Career NFL/AAFC statistics
- Rushing yards: 18
- Rushing average: 2.3
- Interceptions: 11
- Stats at Pro Football Reference

= Harmon Rowe =

American football player (1923–2002)

Harmon Beasley "Nook" Rowe (August 22, 1923 - January 26, 2002) was an American football player. Known primarily as a defensive back, he also played at offensive halfback, wingback, and fullback. He played professional football in the All-America Football Conference (AAFC) for the New York Yankees (1947–1949) and in the National Football League (NFL) for the New York Giants (1950–1952). He also played college football for Baylor (1941–1942) and San Francisco (1946) and also played for the 1944 and 1945 Fleet City teams while serving in the Navy during World War II.

==Early life==
Rowe was born in Livingston, Texas, in 1923. He attended Livingston High School. He was a triple-threat player for Livingston's 1939 football team, winning a reputation as a "sensational running and passing quarterback." He also played at guard on Livingston's basketball team.

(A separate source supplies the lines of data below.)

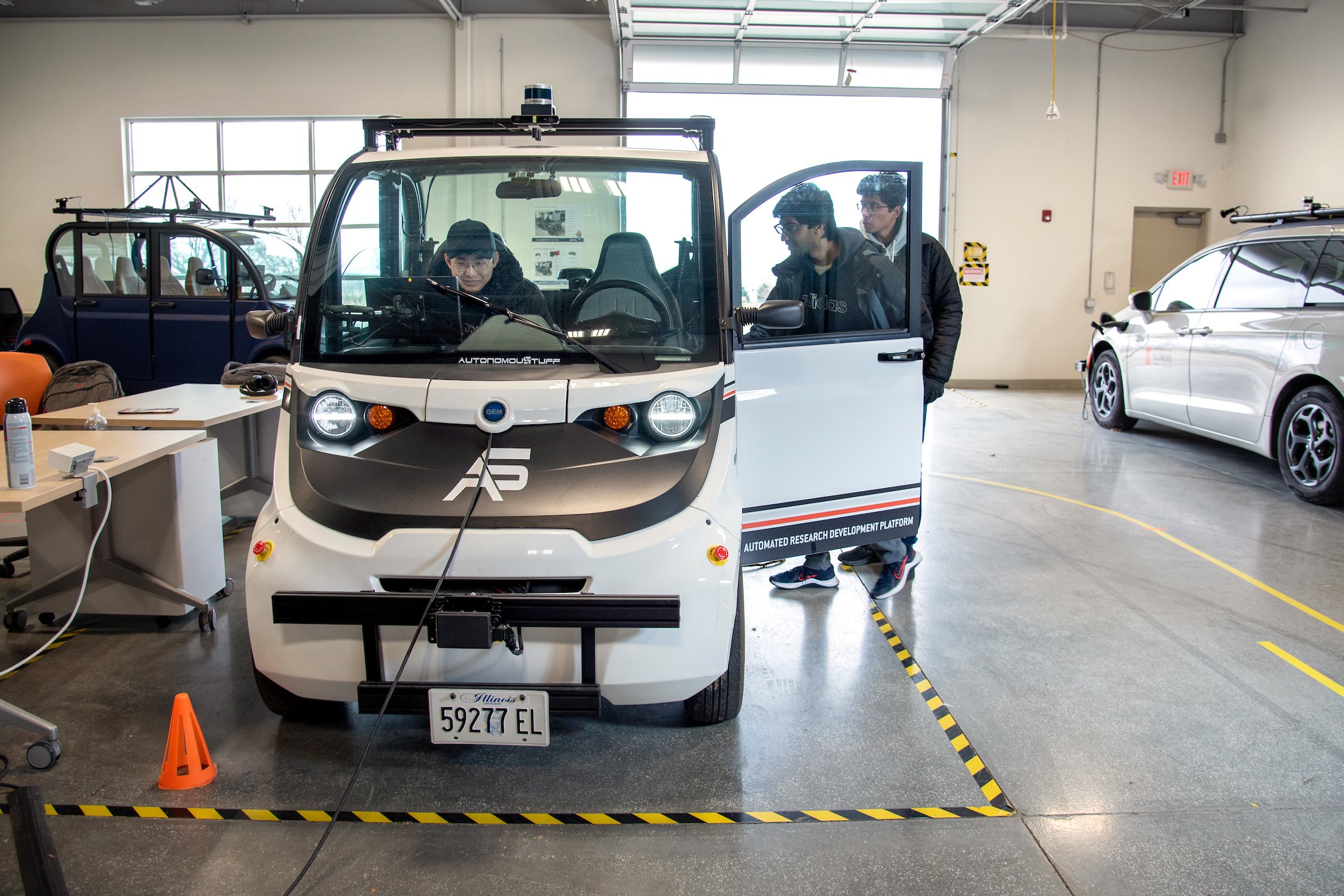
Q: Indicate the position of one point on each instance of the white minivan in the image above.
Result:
(558, 496)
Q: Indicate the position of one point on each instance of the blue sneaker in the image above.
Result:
(893, 578)
(805, 578)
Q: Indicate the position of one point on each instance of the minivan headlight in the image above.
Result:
(332, 416)
(671, 416)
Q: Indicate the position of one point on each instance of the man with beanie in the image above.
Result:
(843, 288)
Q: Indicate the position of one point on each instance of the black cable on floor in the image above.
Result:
(359, 766)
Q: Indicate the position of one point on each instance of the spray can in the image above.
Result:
(18, 445)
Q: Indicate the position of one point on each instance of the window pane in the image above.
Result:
(1192, 285)
(265, 146)
(1328, 283)
(683, 65)
(205, 186)
(789, 66)
(285, 194)
(174, 146)
(1269, 274)
(335, 142)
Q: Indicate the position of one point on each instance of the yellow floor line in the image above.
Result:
(1301, 667)
(1228, 567)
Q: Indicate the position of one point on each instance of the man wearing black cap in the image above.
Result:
(484, 266)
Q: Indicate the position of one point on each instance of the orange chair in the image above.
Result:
(23, 375)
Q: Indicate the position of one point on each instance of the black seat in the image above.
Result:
(625, 257)
(11, 319)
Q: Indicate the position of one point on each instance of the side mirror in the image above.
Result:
(780, 313)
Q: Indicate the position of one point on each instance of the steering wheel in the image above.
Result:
(660, 304)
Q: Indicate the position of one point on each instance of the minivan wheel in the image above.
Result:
(1309, 453)
(1106, 394)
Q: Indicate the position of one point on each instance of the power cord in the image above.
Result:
(83, 585)
(369, 742)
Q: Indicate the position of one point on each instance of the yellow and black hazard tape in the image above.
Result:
(58, 643)
(527, 817)
(975, 765)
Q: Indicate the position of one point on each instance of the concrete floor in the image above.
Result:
(1110, 679)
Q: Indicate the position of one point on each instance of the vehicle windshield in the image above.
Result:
(279, 260)
(615, 253)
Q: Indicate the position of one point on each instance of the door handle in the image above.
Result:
(896, 358)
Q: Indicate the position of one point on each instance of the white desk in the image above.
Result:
(245, 428)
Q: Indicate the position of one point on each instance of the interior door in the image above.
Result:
(829, 416)
(112, 304)
(191, 320)
(1158, 349)
(1236, 346)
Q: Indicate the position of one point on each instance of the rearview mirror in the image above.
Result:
(1141, 301)
(529, 187)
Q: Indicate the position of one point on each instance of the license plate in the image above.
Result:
(506, 718)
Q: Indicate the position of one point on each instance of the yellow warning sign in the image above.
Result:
(973, 274)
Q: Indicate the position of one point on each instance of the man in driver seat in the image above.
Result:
(486, 267)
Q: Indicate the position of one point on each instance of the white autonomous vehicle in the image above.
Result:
(557, 462)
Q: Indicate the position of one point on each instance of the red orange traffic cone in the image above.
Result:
(186, 758)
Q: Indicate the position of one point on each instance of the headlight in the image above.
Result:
(332, 416)
(671, 416)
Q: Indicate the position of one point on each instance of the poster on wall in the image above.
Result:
(557, 224)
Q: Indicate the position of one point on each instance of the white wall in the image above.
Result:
(1159, 112)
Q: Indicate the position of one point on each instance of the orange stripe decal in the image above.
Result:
(828, 513)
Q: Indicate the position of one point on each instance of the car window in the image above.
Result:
(1192, 287)
(114, 264)
(1328, 281)
(1269, 274)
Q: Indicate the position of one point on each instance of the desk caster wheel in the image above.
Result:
(16, 621)
(43, 754)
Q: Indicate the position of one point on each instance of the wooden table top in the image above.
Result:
(132, 449)
(199, 406)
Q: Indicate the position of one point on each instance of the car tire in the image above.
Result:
(1308, 441)
(1106, 394)
(722, 699)
(289, 706)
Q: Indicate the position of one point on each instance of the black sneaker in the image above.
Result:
(892, 581)
(859, 557)
(805, 578)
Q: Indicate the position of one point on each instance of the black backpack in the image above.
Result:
(81, 383)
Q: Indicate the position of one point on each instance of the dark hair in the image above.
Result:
(889, 187)
(811, 206)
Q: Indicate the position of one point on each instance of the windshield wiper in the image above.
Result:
(518, 319)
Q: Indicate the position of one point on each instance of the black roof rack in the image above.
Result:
(196, 210)
(1311, 210)
(534, 126)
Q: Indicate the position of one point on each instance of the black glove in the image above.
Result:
(933, 390)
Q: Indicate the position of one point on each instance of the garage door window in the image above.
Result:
(1192, 287)
(1269, 274)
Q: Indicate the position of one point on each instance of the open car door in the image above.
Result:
(829, 416)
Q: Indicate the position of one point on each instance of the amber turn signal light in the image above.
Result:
(618, 417)
(379, 417)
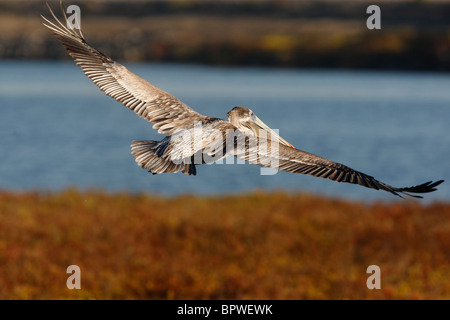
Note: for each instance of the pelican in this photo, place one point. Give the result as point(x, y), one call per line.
point(176, 120)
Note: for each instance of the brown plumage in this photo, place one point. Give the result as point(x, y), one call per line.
point(244, 135)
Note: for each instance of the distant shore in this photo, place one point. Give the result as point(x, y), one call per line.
point(414, 36)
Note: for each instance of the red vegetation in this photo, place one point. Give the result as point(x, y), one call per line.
point(254, 246)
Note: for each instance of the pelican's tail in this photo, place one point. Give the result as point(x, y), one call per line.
point(150, 156)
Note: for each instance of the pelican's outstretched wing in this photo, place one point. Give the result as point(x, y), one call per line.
point(289, 159)
point(167, 113)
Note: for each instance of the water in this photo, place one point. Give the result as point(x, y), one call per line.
point(58, 130)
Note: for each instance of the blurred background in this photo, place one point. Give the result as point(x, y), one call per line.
point(375, 100)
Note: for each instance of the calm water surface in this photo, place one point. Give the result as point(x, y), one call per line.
point(58, 130)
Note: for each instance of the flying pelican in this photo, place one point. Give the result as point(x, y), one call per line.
point(173, 118)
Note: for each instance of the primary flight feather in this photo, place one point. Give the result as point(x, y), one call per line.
point(250, 138)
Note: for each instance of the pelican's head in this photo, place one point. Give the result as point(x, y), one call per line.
point(248, 123)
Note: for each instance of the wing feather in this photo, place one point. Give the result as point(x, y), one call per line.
point(297, 161)
point(167, 114)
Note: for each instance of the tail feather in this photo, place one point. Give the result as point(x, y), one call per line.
point(150, 156)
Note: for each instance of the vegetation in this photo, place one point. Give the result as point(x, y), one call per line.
point(254, 246)
point(306, 34)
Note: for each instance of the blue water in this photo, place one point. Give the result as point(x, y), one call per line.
point(58, 130)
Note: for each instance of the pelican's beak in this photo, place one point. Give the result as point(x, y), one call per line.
point(258, 125)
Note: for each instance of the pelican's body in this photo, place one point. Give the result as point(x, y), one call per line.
point(191, 138)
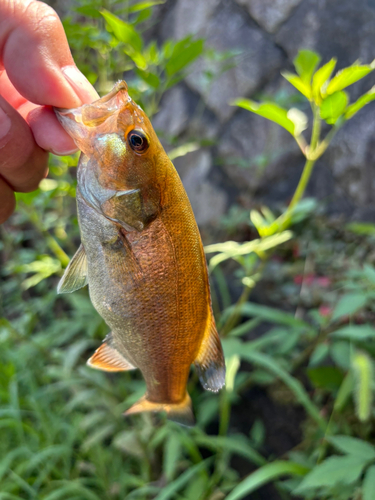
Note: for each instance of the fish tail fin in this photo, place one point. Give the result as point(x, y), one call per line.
point(181, 413)
point(210, 363)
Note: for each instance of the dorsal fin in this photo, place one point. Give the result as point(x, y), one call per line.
point(107, 358)
point(75, 275)
point(210, 363)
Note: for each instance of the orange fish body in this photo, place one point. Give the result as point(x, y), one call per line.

==College and military service==
In 1940, the 17-year-old Rowe enrolled at Lon Morris College in Jacksonville, Texas, seeing action as a backup quarterback. He transferred to Baylor University in 1941. He played for the Baylor Bears freshman football team in 1942. In December 1942, Lloyd Gregory of The Houston Post described Rowe as "a splendid passer and dangerous breakaway runner." He also won a varsity letter with the Baylor basketball team in 1943.

From 1943 to 1945, with World War II underway. Rowe served in the United States Navy. He was stationed in California played for the Navy's "Fleet City" football team in 1944. In an October 1944 game against the California Golden Bears, he intercepted a pass and returned it 60 yards for a touchdown and scored a second touchdown on offense. The following year, he helped lead the 1945 Fleet City Bluejackets football team to an 11–0–1 record.

After his military service, Rowe returned to college and played for the San Francisco Dons in 1946.

==Professional football==
Rowe was selected by the Pittsburgh Steelers in the third round (18th overall pick) of the 1946 NFL draft. He signed with the Steelers in July 1947. He was cut by the Steelers in mid-August. In late August 1947, he signed with the New York Yankees of the All-America Football Conference (AAFC). He played for the Yankees from 1947 to 1949. The AAFC folded after the 1949 season, and Rowe was allocated to the New York Giants, playing at defensive back from 1950 to 1952. He was part of the Giants' famous four-deep defensive secondary along with Tom Landry, Emlen Tunnell, and Otto Schnellbacher that was known as the "umbrella defense".

Rowe appeared in a total of 31 AAFC and 29 NFL games. He had 11 interceptions which he returned for a total of 162 yards.

==Later life==
Rowe was an assistant coach of the Mobile Buccaneers of the Southern Football League in 1964. He later worked for H.B. Zachary, retiring in 1986. He and his wife, Winona June Rowe, had a daughter, Lynn. Rowe died in 2002 at age 78 in Whitehouse, Texas.